Greg Buchholz wrote:
The algorithm isn't correct (it counts spaces instead of words), but anyone have advice for improving its performance?
You probably want some strictness annotations in there. . . When I tried the same thing, I came up with something like:
import Char;
cclass c | isSpace c = (c == '\n', False) | otherwise = (False , True)
data Cdata = Cdata !Bool !Int !Int !Int deriving Show
combine (Cdata last l w c) (nl, iw) = Cdata iw l' w' (c + 1) where l' = if nl then l + 1 else l w' = if not last && iw then w + 1 else w
wc = foldl combine (Cdata False 0 0 0) . map cclass
main = getContents >>= putStrLn . show . wc
It seems to work in constant stack space, and gives the same answers (albeit not very beautifully) as my GNU copy of "wc".
Is the problem caused by the laziness of the Int's inside the tuple?
I'm pretty sure that's what's causing it. I had quite a search around when my version was running out of memory and everything seemed to suggest that, basically, the algorithm is building a massive list of "+1"s that only actually get executed when the you try and print the totals at the end. Any comments from more authoritative sources?

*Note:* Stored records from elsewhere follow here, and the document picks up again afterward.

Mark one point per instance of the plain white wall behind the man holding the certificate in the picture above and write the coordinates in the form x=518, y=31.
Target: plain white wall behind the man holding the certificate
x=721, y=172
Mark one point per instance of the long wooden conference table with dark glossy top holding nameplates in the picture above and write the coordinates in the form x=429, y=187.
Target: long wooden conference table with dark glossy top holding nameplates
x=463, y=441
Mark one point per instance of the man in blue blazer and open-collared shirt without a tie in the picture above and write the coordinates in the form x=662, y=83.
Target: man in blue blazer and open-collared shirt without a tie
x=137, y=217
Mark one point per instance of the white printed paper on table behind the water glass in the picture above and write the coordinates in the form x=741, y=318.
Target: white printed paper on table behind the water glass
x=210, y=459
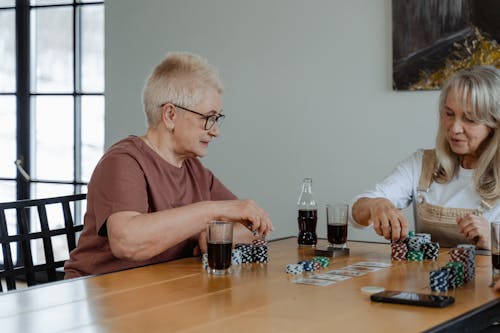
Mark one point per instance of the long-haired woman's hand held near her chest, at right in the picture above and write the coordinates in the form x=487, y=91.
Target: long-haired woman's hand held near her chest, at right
x=476, y=229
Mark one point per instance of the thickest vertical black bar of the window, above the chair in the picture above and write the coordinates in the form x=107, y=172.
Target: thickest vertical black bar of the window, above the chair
x=23, y=94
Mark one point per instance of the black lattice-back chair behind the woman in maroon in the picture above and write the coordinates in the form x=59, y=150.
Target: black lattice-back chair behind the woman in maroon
x=25, y=224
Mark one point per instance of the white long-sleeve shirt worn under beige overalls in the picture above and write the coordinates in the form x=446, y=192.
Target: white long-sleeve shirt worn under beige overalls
x=400, y=187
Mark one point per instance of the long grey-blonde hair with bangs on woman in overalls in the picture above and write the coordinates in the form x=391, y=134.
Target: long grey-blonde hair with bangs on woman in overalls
x=479, y=90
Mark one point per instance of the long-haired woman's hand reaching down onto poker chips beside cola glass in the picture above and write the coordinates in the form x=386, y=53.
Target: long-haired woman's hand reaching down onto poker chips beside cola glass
x=388, y=221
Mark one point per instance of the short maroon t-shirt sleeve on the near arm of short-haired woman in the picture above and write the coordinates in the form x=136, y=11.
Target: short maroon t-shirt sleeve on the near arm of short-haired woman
x=118, y=184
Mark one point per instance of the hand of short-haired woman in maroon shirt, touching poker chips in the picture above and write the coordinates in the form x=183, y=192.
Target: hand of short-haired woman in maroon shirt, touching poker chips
x=247, y=212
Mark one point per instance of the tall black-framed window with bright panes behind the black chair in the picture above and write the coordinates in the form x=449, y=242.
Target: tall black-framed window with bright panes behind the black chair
x=51, y=97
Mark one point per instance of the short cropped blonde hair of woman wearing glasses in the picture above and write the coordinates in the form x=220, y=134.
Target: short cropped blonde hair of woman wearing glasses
x=181, y=78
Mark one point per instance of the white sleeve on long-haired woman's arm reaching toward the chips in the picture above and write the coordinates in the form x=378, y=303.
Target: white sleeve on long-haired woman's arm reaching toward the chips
x=399, y=186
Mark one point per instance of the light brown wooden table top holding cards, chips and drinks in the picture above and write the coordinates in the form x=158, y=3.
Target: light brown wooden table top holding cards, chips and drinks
x=180, y=296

Here is the report from ghc with the '-ddump-simpl' option.
If anyone has any hints about how to read this output, I'd be grateful. It makes a bit of sense, but I don't really know what it "means". I.e. it's obviously the simplified parse tree and I can see how it relates back to the source (loosely), but attempting to figure out if something's going to be as leaky as a sieve or not is beyond me.